The end for the partnership model? John Lewis goes back into profit, but workers won’t be getting a cut again this year

The John Lewis partnership has built a reputation for doing business differently. Around six years ago, the group added “& Partners” to its name in stores and vans across the U.K. to send a strong message—its 83,000 employees (at the time) were not staff, but partners of the parent company.   

John Lewis Partnership (JLP) is the U.K.’s largest employee-owned retail company and a poster-child for the model itself. In the past, prominent figures like Nick Clegg, former deputy Prime Minister of the U.K., had big dreams about a “John Lewis economy” where individuals had actual stakes in the companies they worked for. 

But things have taken a turn for the worse. Now, JLP is navigating murky waters amid a turnaround plan under chair Sharon White. There’s good news worth noting—the group made a profit before tax and bonus of £42 million ($54 million) in the 12 months to Jan. 27, 2024, compared with a whopping £78 million ($100 million) loss a year earlier, it said on Thursday. 

Despite the positive results, the “partners” are still losing out. They won’t make a bonus for a second consecutive year, raising questions about whether the model is sustainable in today’s challenging retail environment.

“We have made significant progress in the last year to return the business to profitability and delivered results that allow us to increase investment in our retail businesses; we expect profits to grow further this year,” JLP Chair White said in a statement. She added that the company will “unashamedly focus” on pouring money back into the company and improving overall pay (as opposed to one-off pay like bonus). 

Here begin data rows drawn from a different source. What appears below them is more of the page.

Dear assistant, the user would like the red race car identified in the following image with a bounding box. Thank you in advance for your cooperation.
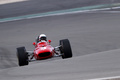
[17,39,72,66]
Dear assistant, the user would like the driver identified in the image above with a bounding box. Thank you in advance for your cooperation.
[36,34,47,43]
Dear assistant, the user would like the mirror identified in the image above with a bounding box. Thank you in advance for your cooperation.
[48,40,51,43]
[33,42,36,46]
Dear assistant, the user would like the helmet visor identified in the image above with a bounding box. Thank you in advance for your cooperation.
[40,37,46,41]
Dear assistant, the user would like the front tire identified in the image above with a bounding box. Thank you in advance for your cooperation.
[60,39,72,59]
[17,47,29,66]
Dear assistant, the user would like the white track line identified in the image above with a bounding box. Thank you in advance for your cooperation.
[0,0,28,5]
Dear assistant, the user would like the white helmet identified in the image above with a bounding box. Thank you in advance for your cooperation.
[39,34,47,41]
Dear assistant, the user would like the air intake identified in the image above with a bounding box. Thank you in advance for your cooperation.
[39,52,50,57]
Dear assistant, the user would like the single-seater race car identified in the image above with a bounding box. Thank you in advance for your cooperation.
[17,39,72,66]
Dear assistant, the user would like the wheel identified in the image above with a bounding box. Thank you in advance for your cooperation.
[60,39,72,59]
[17,47,29,66]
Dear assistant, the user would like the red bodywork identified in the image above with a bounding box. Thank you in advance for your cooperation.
[34,42,55,60]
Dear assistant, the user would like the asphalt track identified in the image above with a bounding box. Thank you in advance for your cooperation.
[0,11,120,80]
[0,0,120,19]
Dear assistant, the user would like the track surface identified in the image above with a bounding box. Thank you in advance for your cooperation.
[0,7,120,68]
[0,0,120,18]
[0,0,120,80]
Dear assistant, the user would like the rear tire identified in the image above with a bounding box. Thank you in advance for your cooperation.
[17,47,29,66]
[60,39,72,59]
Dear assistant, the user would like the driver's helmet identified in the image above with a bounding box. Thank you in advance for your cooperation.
[39,34,47,41]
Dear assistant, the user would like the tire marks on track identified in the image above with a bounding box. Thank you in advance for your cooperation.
[0,47,17,69]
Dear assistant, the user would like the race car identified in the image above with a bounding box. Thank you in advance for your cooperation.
[17,39,72,66]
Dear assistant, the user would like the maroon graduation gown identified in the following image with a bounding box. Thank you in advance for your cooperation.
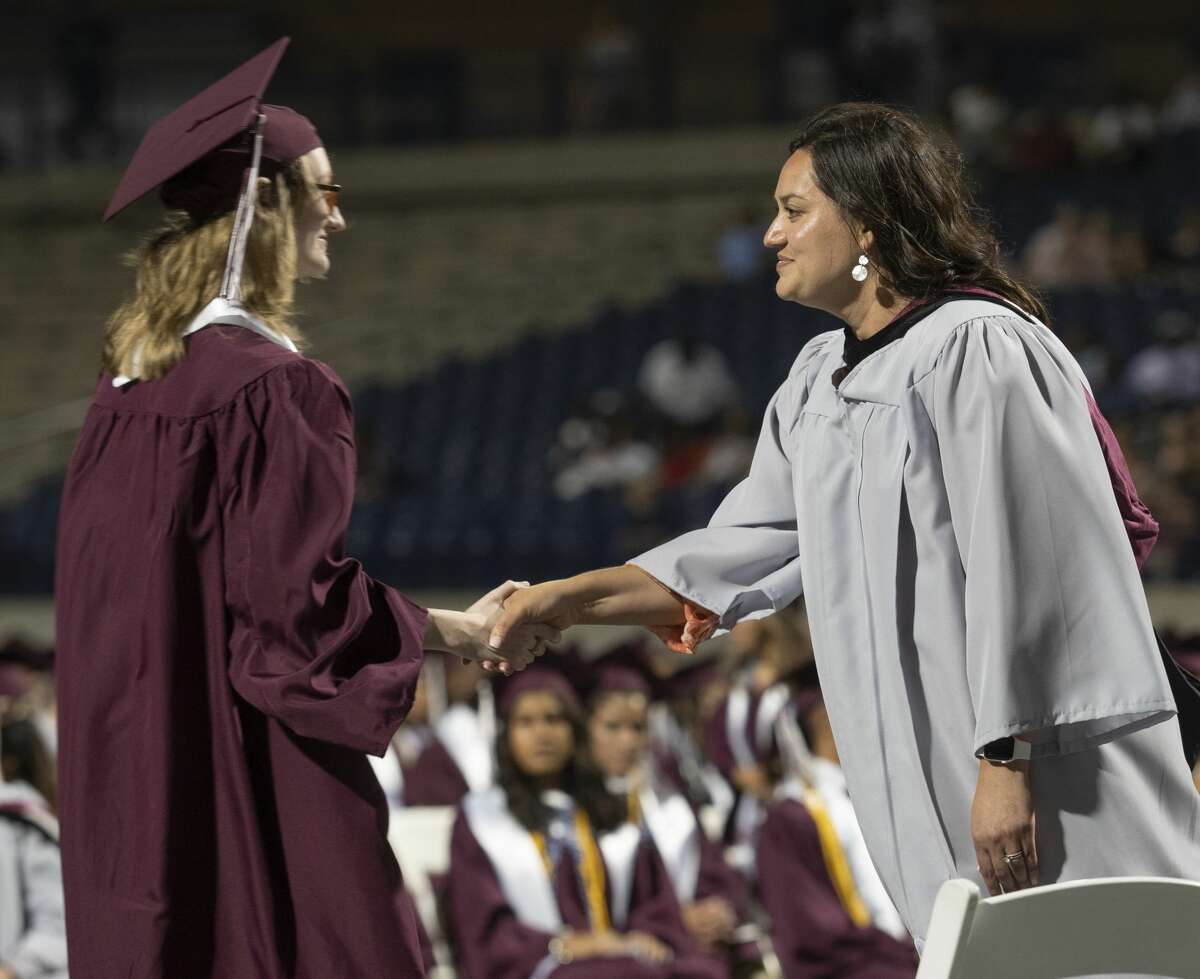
[404,738,470,805]
[757,799,917,979]
[446,811,727,979]
[55,325,425,979]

Holding off on partnership bonus payments is unusual for the employee-centric company—it’s only the third time the group hasn’t awarded them since 1953, with last year being the second instance. It also comes at a time when a slew of layoffs have hit the retail space. Reports of possible cuts at John Lewis and Waitrose stores as part of cost-cutting efforts have also cropped up in recent times, although they haven’t taken effect yet.  

Inflation has certainly taken a bite out of the business worth £112 million ($143 million) last year, according to JLP, linked mostly to partner pay and other operational costs. In response, JLP managed to narrow costs down by £88 million ($113 million) by streamlining how its stores work. 

The company argues that its partners much prefer pay rises in the current environment. 

“At this point in our transformation we’re best served by investing in our business and Partners’ base pay. Most Partners believe that regular pay is more important, and we’re investing £116 million ($149 million) in Partner pay rises – the biggest in our history,” a JLP representative told Fortune. It also plans to stick with its partnership model, despite the upset around cutting the bonus again this year.

JLP has trimmed bonus payments in recent times such as in 2018, when it announced it would cut the bonus down from 6% of partners’ salaries to 5%. That was the lowest level since 1954, according to the BBC. At the time, the company’s profit was still in the positive triple-digits.

It’s unclear if JLP plans to pause bonuses in the future with its turnaround plan underway. 

New era for the partnership

White, who is set to leave the company in 2025, said in September that JLP’s big overhaul could take an additional two years to complete, pushing the current timeline to 2027-28. She cited inflation and high interest rates as the reason for the delay in completing the turnaround, which kicked off in 2020. 

Among White’s plans was also one to build and rent thousands of homes in an effort to diversify 40% of the company’s profits from outside retail by 2030. JLP’s CEO Nish Kankiwala has sought to change up parts of White’s initial plans, including by continuing to simplify the business. To date, the company has yet to complete any of its residential projects.

The U.K. economy is slowly bouncing back, thanks to the stronger retail spending and (limited) economic growth. That could boost businesses across Britain—including JLP’s more than 350 stores. Will it be enough to bring back the partnership bonus? If not, this could mark the end of the era for the “John Lewis Economy.”